Will the compiler optimize division into multiplication

22
votes

Depending on this question Floating point division vs floating point multiplication. Division is slower than multiplication due to some reasons.

Will the compiler, usually, replace division by multiplication if it is possibe?

For example:

float a;
// During runtime a=5.4f
float b = a/10.f;

Will it be:

float a;
// During runtime a=5.4f
float b = a*0.1f;

If it is considered a compiler dependable question, I am using VS2013 default compiler. However, it would be nice if I got a generic answer (theoretical validity of this optimization)

1
c++c++11floating-pointcompiler-optimization
Wouldn't the compiler have to do a division in order to be able to multiply by the reciprocal?NathanOliver
This is not case included under "if possible", this is a case where it's not possible unless a loss of accuracy is accepted. So, hopefully only when compiling with a flag that specifically allows it.harold
goo.gl/AV8MlT Doesn't look like the compiler would optimize here.Simon Kraemer
You can look at assembly output in MSVC++ with fp:fast option: msdn.microsoft.com/en-us/library/e7s85ffb.aspxSerge Rogatch
I know this is for VS2013, but for the interest of GCC users: in GCC, the flag that specifically enables this particular optimization is -freciprocal-math, which is also automatically enabled when selecting either -funsafe-math-optimizations, -ffast-math or -Ofast. See gcc.gnu.org/onlinedocs/gcc-4.9.1/gcc/Optimize-Options.htmlPedro Gimeno

1 Answers

21
votes

No, the compiler is not allowed to do that for the general case: the two operations could produce results that are not bit-identical due to the representation error of the reciprocal.

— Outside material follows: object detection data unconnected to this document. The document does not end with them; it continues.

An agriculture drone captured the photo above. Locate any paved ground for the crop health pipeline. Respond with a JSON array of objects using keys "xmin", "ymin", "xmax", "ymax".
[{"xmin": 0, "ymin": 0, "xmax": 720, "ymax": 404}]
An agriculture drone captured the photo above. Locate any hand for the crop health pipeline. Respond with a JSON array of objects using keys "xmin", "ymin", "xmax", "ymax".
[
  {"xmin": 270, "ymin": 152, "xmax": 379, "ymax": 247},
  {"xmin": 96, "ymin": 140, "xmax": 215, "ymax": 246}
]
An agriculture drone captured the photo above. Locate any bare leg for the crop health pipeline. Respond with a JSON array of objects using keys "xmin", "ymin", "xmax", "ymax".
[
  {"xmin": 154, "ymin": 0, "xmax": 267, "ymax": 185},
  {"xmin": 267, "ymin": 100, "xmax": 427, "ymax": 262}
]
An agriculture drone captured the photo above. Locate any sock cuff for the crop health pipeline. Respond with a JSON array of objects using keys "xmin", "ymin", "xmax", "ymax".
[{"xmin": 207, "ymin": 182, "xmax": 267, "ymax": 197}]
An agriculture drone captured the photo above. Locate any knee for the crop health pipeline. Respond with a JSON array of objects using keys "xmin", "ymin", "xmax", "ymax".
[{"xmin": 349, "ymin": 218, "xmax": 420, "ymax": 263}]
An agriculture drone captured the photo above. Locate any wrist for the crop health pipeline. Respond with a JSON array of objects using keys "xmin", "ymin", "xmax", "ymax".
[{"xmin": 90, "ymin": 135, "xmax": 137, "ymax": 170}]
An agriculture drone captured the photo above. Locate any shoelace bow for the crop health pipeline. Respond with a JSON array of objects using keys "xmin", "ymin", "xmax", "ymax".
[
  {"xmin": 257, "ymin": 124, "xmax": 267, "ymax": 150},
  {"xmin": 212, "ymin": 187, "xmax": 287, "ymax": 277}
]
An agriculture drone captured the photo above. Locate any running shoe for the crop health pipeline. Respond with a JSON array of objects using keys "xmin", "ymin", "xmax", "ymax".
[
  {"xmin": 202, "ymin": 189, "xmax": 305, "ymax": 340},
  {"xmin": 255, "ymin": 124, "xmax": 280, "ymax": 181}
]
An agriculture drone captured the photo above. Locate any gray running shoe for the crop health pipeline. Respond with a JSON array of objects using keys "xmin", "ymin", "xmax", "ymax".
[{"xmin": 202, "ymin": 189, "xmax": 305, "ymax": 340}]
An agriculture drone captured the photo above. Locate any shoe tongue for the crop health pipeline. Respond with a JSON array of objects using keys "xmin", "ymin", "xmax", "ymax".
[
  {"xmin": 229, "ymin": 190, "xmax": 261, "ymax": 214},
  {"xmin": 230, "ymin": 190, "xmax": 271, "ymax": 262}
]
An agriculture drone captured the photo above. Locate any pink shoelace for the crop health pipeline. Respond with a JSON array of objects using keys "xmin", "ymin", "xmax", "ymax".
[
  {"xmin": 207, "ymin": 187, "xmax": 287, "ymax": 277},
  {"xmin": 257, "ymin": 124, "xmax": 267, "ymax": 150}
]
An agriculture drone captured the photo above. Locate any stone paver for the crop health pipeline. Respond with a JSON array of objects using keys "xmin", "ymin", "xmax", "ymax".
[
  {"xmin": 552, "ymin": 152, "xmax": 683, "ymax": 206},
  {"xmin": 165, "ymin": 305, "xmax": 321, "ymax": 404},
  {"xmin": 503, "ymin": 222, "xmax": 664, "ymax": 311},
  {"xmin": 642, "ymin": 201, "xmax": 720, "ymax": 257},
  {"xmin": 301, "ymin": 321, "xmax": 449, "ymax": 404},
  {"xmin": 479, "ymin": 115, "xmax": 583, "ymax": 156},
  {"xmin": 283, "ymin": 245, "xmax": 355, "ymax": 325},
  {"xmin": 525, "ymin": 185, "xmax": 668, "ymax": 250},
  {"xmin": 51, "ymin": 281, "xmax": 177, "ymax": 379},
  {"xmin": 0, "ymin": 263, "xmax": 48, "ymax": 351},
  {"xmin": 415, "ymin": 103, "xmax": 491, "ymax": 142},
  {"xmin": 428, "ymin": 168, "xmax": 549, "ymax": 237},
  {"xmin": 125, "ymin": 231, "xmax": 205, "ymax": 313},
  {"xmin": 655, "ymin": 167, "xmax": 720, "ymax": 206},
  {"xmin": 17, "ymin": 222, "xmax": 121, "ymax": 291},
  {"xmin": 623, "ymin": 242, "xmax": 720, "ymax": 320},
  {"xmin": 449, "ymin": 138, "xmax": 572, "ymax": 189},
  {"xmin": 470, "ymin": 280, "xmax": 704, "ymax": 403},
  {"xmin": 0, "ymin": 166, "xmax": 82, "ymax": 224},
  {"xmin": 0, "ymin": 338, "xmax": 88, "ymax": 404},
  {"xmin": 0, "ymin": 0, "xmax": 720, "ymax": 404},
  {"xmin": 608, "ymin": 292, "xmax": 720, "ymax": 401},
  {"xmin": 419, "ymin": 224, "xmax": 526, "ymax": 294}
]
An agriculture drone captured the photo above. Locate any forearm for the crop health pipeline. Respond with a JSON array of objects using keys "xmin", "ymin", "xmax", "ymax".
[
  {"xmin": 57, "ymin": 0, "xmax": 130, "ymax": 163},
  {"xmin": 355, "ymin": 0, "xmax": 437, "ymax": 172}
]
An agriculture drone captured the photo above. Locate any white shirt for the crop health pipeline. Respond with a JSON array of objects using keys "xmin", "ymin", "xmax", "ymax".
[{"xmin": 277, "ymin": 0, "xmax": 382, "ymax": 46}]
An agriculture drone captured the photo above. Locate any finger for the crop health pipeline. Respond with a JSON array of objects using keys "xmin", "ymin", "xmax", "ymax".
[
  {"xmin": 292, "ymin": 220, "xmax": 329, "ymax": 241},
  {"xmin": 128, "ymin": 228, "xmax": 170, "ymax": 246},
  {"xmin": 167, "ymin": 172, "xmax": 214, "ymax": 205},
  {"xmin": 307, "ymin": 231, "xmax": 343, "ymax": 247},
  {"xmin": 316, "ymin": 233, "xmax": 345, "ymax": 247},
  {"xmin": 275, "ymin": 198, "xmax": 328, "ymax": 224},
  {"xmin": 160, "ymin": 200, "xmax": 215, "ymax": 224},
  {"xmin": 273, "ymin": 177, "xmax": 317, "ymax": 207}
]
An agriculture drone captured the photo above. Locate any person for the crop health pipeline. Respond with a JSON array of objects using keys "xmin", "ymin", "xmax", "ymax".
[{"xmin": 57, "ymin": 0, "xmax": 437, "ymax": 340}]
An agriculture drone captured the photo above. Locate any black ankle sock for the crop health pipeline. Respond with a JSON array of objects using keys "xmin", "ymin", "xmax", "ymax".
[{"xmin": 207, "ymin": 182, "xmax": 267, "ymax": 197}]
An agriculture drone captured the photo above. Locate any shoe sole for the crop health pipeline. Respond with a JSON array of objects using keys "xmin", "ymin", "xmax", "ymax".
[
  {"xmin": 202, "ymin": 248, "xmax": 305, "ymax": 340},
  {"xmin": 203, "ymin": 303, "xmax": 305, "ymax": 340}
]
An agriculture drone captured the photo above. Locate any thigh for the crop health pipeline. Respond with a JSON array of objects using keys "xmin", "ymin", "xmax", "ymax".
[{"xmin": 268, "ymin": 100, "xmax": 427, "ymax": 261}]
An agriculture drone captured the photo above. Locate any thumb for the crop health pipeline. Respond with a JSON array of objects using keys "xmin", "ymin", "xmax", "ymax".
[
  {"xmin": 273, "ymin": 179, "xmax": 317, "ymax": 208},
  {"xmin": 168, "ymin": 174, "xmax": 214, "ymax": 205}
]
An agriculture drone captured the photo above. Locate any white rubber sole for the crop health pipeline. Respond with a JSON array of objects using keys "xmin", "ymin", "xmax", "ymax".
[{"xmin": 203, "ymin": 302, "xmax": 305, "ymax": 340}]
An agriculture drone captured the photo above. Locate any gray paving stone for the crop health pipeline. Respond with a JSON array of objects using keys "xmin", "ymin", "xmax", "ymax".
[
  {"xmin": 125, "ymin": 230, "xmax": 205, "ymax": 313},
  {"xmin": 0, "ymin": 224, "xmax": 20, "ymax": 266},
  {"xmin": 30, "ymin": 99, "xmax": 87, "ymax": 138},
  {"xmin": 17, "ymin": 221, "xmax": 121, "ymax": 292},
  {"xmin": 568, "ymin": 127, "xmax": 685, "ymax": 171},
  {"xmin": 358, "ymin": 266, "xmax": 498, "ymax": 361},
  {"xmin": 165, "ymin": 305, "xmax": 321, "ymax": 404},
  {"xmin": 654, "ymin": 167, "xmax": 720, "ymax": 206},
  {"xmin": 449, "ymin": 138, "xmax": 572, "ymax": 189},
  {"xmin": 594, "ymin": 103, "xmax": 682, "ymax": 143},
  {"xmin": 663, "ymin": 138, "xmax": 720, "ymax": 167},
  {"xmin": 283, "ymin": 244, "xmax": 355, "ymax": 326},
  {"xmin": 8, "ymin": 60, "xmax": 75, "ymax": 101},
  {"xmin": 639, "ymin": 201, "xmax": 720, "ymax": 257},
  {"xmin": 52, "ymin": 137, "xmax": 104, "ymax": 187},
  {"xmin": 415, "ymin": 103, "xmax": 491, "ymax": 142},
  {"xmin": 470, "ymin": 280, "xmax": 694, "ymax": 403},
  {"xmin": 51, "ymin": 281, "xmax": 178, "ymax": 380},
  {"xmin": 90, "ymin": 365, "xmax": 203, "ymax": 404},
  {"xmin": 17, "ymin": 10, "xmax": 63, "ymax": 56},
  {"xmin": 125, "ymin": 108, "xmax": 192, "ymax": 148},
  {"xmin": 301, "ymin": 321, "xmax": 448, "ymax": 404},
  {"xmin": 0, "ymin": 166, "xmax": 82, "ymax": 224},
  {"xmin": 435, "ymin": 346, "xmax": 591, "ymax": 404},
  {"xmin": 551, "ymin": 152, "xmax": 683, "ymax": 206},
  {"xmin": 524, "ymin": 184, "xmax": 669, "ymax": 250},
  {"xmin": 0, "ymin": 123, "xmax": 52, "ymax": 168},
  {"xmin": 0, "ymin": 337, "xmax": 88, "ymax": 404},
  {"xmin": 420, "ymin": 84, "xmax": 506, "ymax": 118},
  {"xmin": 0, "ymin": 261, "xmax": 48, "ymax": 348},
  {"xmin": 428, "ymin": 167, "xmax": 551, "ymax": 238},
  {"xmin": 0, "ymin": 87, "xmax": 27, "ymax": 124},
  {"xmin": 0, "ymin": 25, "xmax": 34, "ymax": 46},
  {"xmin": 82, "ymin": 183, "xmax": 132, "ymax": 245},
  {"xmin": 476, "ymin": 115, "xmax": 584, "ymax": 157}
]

In your example, 0.1 does not have an exact representation as float. This causes the results of multiplication by 0.1 and division by 10 to differ:

float f = 21736517;
float a = f / 10.f;
float b = f * 0.1f;
cout << (a == b) << endl; // Prints zero

Demo.

Note: As njuffa correctly notes in the comment below, there are situations when the compiler could make some optimizations for a wide set of numbers, as described in this paper. For example, multiplying or dividing by a power of two is equivalent to addition to the exponent portion of the IEEE-754 float representation.